Usually the first tuple has `i1 == j1 == 0`, and remaining tuples have `i1` equal to the `i2`
from the preceding tuple, and, likewise, `j1` equal to the previous `j2`. However, this rule is broken when
`move` and `moved` tags appears in OpCodes list, due to sequence elements displacement detection.

The tags are strings, with these meanings:
* `replace` - `a[i1:i2]` should be replaced by `b[j1:j2]`
* `delete` - `a[i1:i2]` should be deleted. Note that `j1==j2` in this case.
* `insert` - `b[j1:j2]` should be inserted at `a[i1:i1]`. Note that `i1==i2` in this case.
* `equal` - `a[i1:i2] == b[j1:j2]`
* `move` -  `a[i1:i2]` should be moved to `b[j1:j2]` position.
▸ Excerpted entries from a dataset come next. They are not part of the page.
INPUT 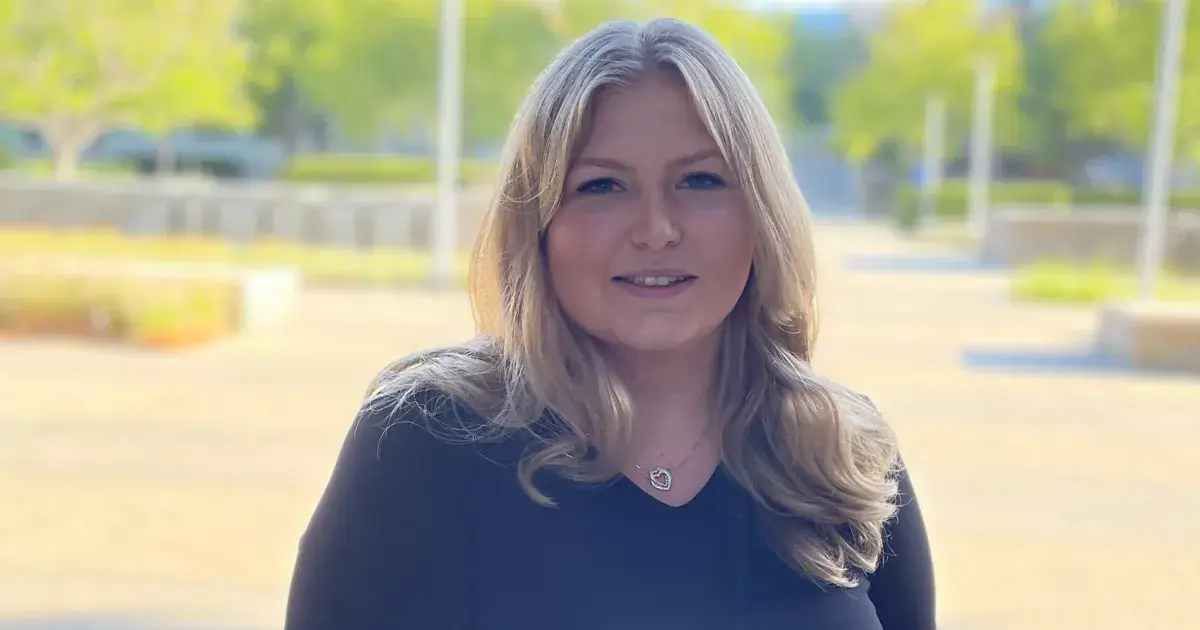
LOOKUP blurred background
[0,0,1200,630]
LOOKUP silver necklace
[634,424,709,492]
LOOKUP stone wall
[0,179,491,248]
[983,205,1200,274]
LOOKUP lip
[612,269,698,299]
[613,269,694,278]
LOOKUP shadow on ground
[845,253,1008,274]
[0,614,258,630]
[955,346,1195,379]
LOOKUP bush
[1010,260,1200,305]
[895,180,1072,229]
[0,228,467,286]
[1072,188,1200,210]
[281,155,498,184]
[0,269,236,347]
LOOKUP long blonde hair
[368,19,896,586]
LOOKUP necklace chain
[634,419,712,492]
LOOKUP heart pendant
[650,467,671,492]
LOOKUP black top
[286,391,935,630]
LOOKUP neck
[612,332,720,440]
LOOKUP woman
[287,19,934,630]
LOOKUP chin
[611,324,709,353]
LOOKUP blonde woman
[287,19,934,630]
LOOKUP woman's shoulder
[348,344,535,475]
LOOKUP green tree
[1044,0,1200,162]
[832,0,1021,161]
[250,0,557,148]
[0,0,253,179]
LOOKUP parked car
[0,122,284,179]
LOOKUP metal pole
[430,0,463,287]
[1138,0,1188,300]
[917,94,946,226]
[967,56,996,238]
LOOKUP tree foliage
[1044,0,1200,154]
[832,0,1021,160]
[0,0,253,178]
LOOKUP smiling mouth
[612,275,696,288]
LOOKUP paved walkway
[0,226,1200,630]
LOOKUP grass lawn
[1012,260,1200,304]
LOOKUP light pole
[917,94,946,227]
[967,2,996,239]
[1138,0,1188,300]
[430,0,463,287]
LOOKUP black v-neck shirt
[286,393,935,630]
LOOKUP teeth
[629,276,683,287]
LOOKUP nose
[630,192,683,250]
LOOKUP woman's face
[546,77,754,352]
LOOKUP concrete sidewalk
[0,224,1200,630]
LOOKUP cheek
[546,218,608,312]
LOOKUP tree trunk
[40,120,100,181]
[47,138,83,181]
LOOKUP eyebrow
[577,149,722,172]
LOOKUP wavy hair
[368,19,898,587]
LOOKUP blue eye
[679,173,725,188]
[575,178,624,194]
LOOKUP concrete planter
[983,206,1200,274]
[1097,302,1200,374]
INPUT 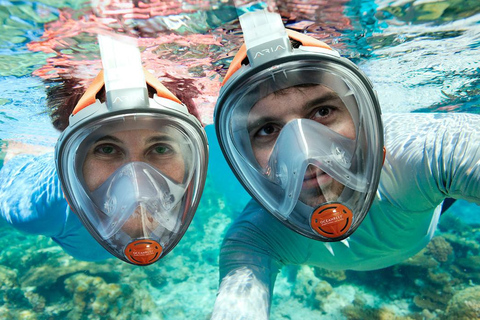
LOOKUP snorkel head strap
[222,11,335,86]
[55,36,208,266]
[214,10,383,242]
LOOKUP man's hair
[46,74,201,131]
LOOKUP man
[212,8,480,319]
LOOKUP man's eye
[314,107,332,118]
[153,146,170,154]
[257,124,277,136]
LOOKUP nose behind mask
[265,119,367,218]
[92,162,186,239]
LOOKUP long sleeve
[0,153,110,261]
[212,114,480,320]
[379,113,480,212]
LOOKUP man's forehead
[250,84,339,113]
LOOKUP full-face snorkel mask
[55,37,208,265]
[215,11,384,242]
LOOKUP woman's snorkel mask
[55,37,208,265]
[215,11,384,242]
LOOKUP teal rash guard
[212,113,480,320]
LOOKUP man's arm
[212,200,309,320]
[379,113,480,212]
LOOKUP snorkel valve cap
[239,10,293,67]
[98,35,149,110]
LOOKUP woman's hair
[46,74,201,131]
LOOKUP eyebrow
[94,135,122,143]
[247,92,343,133]
[146,134,178,143]
[94,134,176,144]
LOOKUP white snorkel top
[55,35,208,265]
[98,35,148,109]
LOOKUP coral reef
[444,286,480,320]
[426,237,453,262]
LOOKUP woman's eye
[154,146,169,154]
[95,145,118,155]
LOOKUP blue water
[0,0,480,320]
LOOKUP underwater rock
[292,266,320,298]
[65,274,122,319]
[342,294,414,320]
[21,260,116,287]
[65,273,163,320]
[313,280,333,310]
[399,249,438,269]
[445,286,480,320]
[426,237,453,262]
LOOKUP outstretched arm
[0,153,111,261]
[212,202,281,320]
[212,200,309,320]
[379,113,480,211]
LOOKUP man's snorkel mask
[55,37,208,265]
[215,11,384,242]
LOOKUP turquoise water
[0,0,480,320]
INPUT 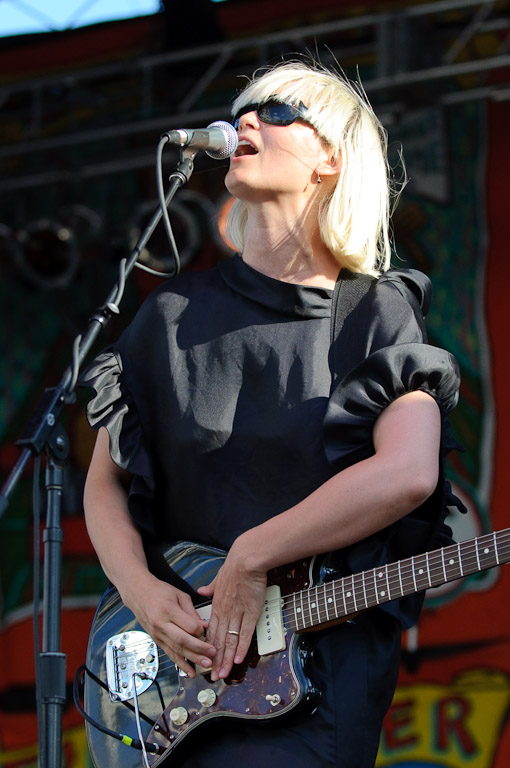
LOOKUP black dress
[82,257,459,768]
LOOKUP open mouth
[234,139,258,157]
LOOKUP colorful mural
[0,7,510,768]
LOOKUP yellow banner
[376,669,510,768]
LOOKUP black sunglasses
[232,97,308,131]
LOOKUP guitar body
[84,543,317,768]
[84,528,510,768]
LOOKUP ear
[317,151,342,176]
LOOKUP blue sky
[0,0,159,37]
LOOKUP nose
[237,109,259,131]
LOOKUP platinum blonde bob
[227,62,398,276]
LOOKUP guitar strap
[330,267,377,387]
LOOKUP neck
[243,198,340,289]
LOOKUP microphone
[163,120,238,160]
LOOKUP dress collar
[219,254,333,317]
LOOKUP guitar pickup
[197,584,286,656]
[256,584,286,656]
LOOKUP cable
[73,664,160,755]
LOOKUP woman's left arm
[200,391,441,679]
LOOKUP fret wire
[492,531,500,565]
[324,582,335,621]
[332,582,338,618]
[385,565,391,600]
[410,557,418,590]
[315,584,322,624]
[351,574,358,611]
[372,568,380,605]
[342,579,349,616]
[276,529,510,626]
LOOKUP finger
[197,576,216,597]
[161,633,216,677]
[215,628,241,679]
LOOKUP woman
[84,63,458,768]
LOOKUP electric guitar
[79,529,510,768]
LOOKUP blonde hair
[227,62,398,275]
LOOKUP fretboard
[283,528,510,631]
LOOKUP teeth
[237,139,258,154]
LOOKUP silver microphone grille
[205,120,239,160]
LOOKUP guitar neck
[283,528,510,631]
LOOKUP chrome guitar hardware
[106,630,159,701]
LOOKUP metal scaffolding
[0,0,510,195]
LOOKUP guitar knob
[170,707,188,725]
[197,688,216,707]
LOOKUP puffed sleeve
[324,342,460,471]
[79,347,153,482]
[324,270,465,628]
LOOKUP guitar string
[111,529,510,649]
[115,532,510,672]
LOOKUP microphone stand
[0,149,197,768]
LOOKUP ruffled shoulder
[79,347,153,480]
[324,343,460,471]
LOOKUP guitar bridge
[106,630,159,701]
[256,584,286,656]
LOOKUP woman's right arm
[84,427,215,676]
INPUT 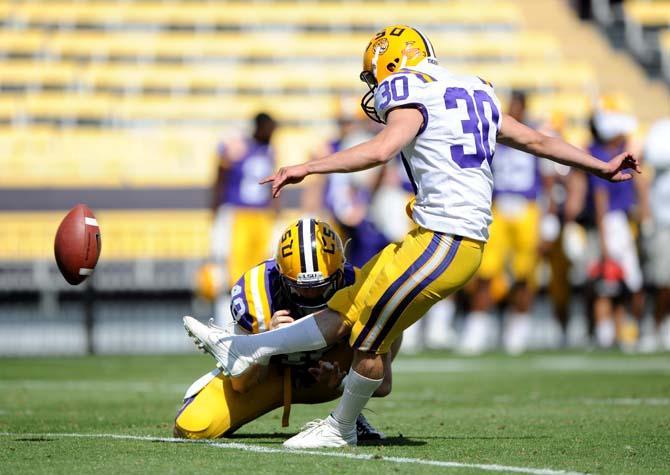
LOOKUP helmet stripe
[412,28,435,57]
[300,219,314,272]
[298,219,307,272]
[309,219,319,272]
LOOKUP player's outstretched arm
[259,109,423,198]
[497,114,640,181]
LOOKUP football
[54,204,102,285]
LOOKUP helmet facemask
[360,71,383,124]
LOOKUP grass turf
[0,353,670,474]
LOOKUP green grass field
[0,353,670,474]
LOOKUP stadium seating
[7,1,521,28]
[623,0,670,67]
[660,29,670,84]
[0,29,560,60]
[0,210,211,261]
[0,0,652,268]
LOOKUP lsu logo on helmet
[275,219,344,308]
[360,25,437,122]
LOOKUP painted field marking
[582,397,670,406]
[0,432,585,475]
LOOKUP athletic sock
[331,369,384,433]
[235,315,327,362]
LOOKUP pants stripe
[361,236,461,351]
[353,233,442,348]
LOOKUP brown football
[54,204,102,285]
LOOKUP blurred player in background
[180,219,400,440]
[640,118,670,352]
[184,25,639,448]
[302,97,389,266]
[459,91,551,354]
[588,95,649,349]
[212,112,278,325]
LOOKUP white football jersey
[375,59,502,241]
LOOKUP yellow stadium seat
[0,30,48,54]
[0,210,211,262]
[623,0,670,27]
[38,31,560,61]
[0,60,78,87]
[659,29,670,54]
[25,93,114,118]
[15,1,522,26]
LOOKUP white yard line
[0,379,188,393]
[0,432,584,475]
[582,397,670,406]
[393,355,670,373]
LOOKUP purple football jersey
[219,139,274,208]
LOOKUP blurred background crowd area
[0,0,670,355]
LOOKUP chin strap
[281,366,293,427]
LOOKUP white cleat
[184,316,254,377]
[284,416,357,449]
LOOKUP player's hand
[270,310,294,330]
[307,360,346,389]
[600,152,642,182]
[258,164,307,198]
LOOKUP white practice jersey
[375,60,502,241]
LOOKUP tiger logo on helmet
[360,25,437,123]
[275,218,345,311]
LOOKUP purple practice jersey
[492,144,542,200]
[218,139,274,208]
[588,143,635,212]
[323,140,389,267]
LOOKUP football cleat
[356,414,386,441]
[284,416,356,449]
[184,316,254,377]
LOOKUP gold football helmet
[360,25,437,122]
[275,218,344,311]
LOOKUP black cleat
[356,414,386,441]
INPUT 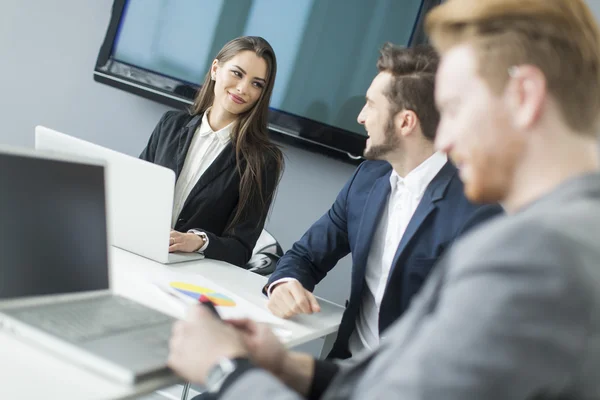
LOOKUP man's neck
[502,138,600,214]
[388,143,435,178]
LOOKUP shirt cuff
[267,278,298,299]
[188,229,208,253]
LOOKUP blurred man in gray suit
[169,0,600,400]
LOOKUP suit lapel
[175,114,204,179]
[353,171,392,286]
[388,162,456,282]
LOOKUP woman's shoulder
[159,110,194,128]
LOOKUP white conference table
[0,247,343,400]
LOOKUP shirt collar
[390,152,448,196]
[198,108,235,144]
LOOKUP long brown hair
[191,36,283,228]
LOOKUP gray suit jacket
[221,174,600,400]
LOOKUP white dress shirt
[171,108,233,236]
[349,153,447,355]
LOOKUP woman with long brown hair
[140,36,283,266]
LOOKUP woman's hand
[169,231,204,253]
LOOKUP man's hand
[267,280,321,318]
[227,319,288,376]
[169,231,204,253]
[167,305,248,384]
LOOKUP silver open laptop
[0,149,176,383]
[35,126,204,264]
[0,149,176,383]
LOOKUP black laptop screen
[0,152,109,299]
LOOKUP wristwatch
[205,357,237,393]
[188,229,208,253]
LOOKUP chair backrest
[246,229,283,276]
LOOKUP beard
[363,118,400,160]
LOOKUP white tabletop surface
[0,248,343,400]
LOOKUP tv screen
[95,0,423,157]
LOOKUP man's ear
[505,65,548,129]
[394,110,419,137]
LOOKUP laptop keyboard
[10,296,173,342]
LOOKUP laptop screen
[0,152,109,299]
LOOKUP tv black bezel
[94,0,442,164]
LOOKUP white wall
[0,0,354,351]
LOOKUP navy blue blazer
[268,161,502,358]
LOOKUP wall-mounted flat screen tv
[94,0,439,159]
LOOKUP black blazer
[268,161,502,358]
[140,111,279,267]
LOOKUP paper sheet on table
[146,271,284,326]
Note that `j1==j2` in this case.
* `moved` - is opposite tag for `move`. It's not an operation necessary for turning sequence `a` into `b`. It indicates that `b[j1:j2]` is moved from `i1` position (or `b[j1:j2]` should be moved back to `a[i1:i2]`). Note that `i1==j2` in this case. It can be used for sequence elements movement visualisation.

---

### `DisplacementSequenceMatcher`
`DisplacementSequenceMatcher` is a variation of `HeckelSequenceMatcher` class. 
The algorithm keeps tracking of every sequence element occurrence, which might give better result when both sequences have common unique elements. 
It tries to detect all sequences elements displacements, where `HeckelSequenceMatcher` might sometimes treat displaced elements as delete/insert. 
This `SequenceMatcher` class might be useful when finding all sequences displacements is crucial 
, however for ordinary text sequences it might produce human-unreadable diff.

This object has the same methods as `HeckelSequenceMatcher`

---

### Generating text diff

#### `diff_lines_with_similarities(...)`
This function takes two input text sequences, turns them into lists of lines, generates opcodes for those lines
and tries to find single characters differences in similar lines.

Parameters:
* `a: str` - source text.
* `b: str` - target text.
* `cutoff: float = 0.75` - value in range [0:1], where 0.0 means that lines are completely different and 1.0 means that lines are exactly the same. Line similarity cutoff is used to determine if sub opcodes for similar lines should be generated. If `cutoff == 1`, then in-line diff won't be generated.
* `line_sm: SequenceMatcherBase = None` - SequenceMatcher object used to find differences between input texts lines. `HeckelSequenceMatcher()` will be used if not specified.
* `inline_sm: SequenceMatcherBase = None` - SequenceMatcher object used to find differences between similar lines (i.e. using `difflib.SequenceMatcher` when in-line diff displacement detection is not desirable). `difflib.SequenceMatcher()` will be used if not specified.
* `keepends = False` - Whether to keep newline characters when splitting input sequences.
* `case_sensitive = True` - Whether to perform string case-sensitive comparison when generating diff.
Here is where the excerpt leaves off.